Applicant's summary and conclusion

Interpretation of results:
GHS criteria not met
Conclusions:
Based on the results of testing, the single exposure Acute Inhalation Toxicity LC50 of the test substance is greater than 2.12 mg/L.
Executive summary:

An Acute Inhalation Toxicity test according OECD Guideline 403 was conducted with rats to determine the potential of the test item to produce toxicity via the inhalation route.

After establishing the desired generation procedures during pre-test trials, ten healthy rats were exposed to the test atmosphere for 4 hours. Chamber concentration and particle size distribution of the test substance were determined periodically during the exposure period. The animals were observed for signs of gross toxicity and mortality at least once daily for 50 days. Bodyweights were recorded just prior to exposure and again or days 71 4, 21, 28, 35, 42 and 49 or after death. Gross necropsies were performed on all animals. The lungs of all survivors were removed at terminal sacrifice, preserved in formalin and evaluated histopatholggically.

One male died on day 11 of the study. All other animals survived exposure to the test atmosphere. The gravimetric chamber concentration was 2.12 mg/L. Based on graphic analysis of the particle size distribution as measured with an Anderson Cascade Impactor, the mass median aerodynamic diameter was estimated to be 2.2 µm.

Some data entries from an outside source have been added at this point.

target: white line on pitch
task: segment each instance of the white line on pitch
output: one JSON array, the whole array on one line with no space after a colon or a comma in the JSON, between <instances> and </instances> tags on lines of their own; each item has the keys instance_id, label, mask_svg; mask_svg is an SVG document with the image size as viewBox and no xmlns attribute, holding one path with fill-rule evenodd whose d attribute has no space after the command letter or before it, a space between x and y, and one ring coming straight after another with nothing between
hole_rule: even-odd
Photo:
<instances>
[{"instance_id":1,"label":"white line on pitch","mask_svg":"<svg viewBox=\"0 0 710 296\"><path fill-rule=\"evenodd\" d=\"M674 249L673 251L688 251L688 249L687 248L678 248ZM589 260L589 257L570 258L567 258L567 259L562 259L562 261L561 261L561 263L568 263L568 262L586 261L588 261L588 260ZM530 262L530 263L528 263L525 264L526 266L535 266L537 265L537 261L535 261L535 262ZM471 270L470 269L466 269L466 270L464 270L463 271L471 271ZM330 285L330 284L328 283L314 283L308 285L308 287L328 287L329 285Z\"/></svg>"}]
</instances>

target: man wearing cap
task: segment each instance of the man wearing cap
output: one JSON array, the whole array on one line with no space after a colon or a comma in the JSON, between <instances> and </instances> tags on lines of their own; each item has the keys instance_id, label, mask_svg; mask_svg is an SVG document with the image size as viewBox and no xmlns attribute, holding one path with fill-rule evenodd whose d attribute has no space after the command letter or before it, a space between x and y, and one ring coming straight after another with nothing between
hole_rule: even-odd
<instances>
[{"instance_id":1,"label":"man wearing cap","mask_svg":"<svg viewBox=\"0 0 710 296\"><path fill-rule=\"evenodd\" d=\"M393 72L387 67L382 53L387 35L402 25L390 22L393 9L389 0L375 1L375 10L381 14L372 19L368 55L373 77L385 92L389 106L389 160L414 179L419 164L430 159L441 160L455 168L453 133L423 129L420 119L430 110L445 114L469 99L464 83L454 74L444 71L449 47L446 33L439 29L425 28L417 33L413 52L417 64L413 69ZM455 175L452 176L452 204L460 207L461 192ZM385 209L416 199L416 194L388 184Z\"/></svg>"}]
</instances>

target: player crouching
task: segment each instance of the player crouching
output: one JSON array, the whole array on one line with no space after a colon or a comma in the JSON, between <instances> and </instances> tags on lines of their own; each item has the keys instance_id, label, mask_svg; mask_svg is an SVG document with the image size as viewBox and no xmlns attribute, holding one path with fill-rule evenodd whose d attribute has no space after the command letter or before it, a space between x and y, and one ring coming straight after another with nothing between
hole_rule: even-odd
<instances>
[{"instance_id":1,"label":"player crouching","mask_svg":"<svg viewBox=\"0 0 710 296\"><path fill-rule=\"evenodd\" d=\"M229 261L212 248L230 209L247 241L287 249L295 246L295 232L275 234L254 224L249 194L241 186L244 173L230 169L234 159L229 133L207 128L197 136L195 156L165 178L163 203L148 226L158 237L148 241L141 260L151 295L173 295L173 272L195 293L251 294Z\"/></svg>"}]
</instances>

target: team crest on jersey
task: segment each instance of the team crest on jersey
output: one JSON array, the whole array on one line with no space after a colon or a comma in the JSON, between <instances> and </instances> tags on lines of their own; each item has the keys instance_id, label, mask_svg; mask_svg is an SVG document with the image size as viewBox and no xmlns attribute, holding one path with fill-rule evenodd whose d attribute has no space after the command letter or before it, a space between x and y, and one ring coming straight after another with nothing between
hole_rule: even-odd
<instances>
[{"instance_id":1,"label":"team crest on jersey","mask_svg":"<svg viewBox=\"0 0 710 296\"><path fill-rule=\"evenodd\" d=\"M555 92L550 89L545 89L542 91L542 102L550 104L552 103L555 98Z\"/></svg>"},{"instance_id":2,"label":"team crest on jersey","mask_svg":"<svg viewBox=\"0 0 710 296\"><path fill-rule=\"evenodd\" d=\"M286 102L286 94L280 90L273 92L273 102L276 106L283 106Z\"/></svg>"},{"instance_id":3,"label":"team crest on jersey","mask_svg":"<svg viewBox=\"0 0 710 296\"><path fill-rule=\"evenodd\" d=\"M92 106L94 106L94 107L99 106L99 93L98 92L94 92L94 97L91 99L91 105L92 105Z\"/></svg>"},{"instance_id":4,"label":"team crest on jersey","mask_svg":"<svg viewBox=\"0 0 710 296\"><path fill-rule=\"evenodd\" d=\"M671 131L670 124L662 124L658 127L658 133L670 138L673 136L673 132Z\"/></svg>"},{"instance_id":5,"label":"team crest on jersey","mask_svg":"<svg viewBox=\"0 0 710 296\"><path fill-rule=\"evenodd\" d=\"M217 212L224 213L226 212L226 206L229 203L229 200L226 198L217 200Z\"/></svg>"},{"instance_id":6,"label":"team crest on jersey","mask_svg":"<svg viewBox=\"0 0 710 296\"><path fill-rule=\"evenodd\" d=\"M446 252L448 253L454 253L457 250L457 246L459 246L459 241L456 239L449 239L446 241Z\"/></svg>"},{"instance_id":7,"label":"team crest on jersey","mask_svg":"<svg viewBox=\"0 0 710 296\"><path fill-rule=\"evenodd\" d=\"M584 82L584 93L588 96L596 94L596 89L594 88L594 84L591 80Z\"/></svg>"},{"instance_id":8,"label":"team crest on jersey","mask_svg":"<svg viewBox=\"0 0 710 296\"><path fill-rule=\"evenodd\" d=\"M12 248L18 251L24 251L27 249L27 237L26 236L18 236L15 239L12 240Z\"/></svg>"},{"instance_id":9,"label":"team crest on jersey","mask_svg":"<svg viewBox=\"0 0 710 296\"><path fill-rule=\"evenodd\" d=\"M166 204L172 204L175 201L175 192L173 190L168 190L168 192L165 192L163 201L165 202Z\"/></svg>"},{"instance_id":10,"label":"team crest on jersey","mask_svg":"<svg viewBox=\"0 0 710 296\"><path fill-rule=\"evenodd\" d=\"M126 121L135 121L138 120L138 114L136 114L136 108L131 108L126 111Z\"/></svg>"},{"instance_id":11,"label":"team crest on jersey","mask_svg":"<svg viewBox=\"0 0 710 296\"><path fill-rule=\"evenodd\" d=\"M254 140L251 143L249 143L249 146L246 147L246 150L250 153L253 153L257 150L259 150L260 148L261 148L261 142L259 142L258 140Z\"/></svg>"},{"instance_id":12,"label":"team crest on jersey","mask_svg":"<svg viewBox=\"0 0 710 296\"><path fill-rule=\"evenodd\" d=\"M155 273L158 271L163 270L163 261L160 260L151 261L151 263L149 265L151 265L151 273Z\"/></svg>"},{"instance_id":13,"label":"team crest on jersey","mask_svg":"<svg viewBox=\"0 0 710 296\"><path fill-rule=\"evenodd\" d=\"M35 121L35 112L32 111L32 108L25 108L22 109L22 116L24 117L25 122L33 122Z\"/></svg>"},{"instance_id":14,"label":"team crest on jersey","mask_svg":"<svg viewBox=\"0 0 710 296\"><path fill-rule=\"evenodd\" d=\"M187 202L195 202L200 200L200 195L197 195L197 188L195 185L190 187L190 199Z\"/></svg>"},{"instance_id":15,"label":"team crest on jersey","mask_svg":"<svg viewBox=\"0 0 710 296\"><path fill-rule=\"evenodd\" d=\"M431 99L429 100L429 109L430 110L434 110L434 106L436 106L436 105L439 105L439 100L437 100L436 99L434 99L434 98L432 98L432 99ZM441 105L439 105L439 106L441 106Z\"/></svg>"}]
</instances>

In chamber animal observations included ocular and nasal discharge, facial staining, irregular respiration, dyspnea, gasping, hunched posture and hypoactivity. Upon chamber removal, similar clinical signs persisted in all animals. Within several days of exposure animals also developed piloerection, rales, emaciation, ano-genital staining and an unthrifty appearance. Prior to death, the decedent exhibited reduced food consumption, reduced fecal volume and abdominal distention. Transient signs of abnormal respiration were noted in several rats for an extended period of time. In order to assess the reversal of symptoms, the observation period was extended to 50 days. Although clinical signs persisted and transient bodyweight loss was noted during the study, all surviving rats gained weight over the entire 50 day observation period. Gross necropsy of the decedent revealed discoloration of the lungs, gastro-intestinal tract and liver, gaseous distention of the gastro-intestinal tract, edema of the lungs and retraction of the testes into the abdominal cavity. Gross necropsy findings at terminal sacrifice were generally unremarkable. Apart from red lung discoloration which is consistent with euthanasia by CO2 inhalation, all tissues and organs appeared normal. In order to further investigate the abnormal respiratory findings noted during the observation period, the lungs of all surviving animals were removed at gross necropsy and preserved in neutral buffeted formalin. Histological evaluation of the lung tissue revealed pulmonary congestion: the presence of alveolar macrophages; the accumulation of mucous in the bronchi and bronchioles; and chronic interstitial inflammation. Although the congestion may have been due to the euthanasia procedure, it along with interstitial inflammation may have resulted from exposure to a very mild irritant.

Based on the results of testing, the single exposure Acute Inhalation Toxicity LC50 of the test substance is greater than 2.12 mg/L.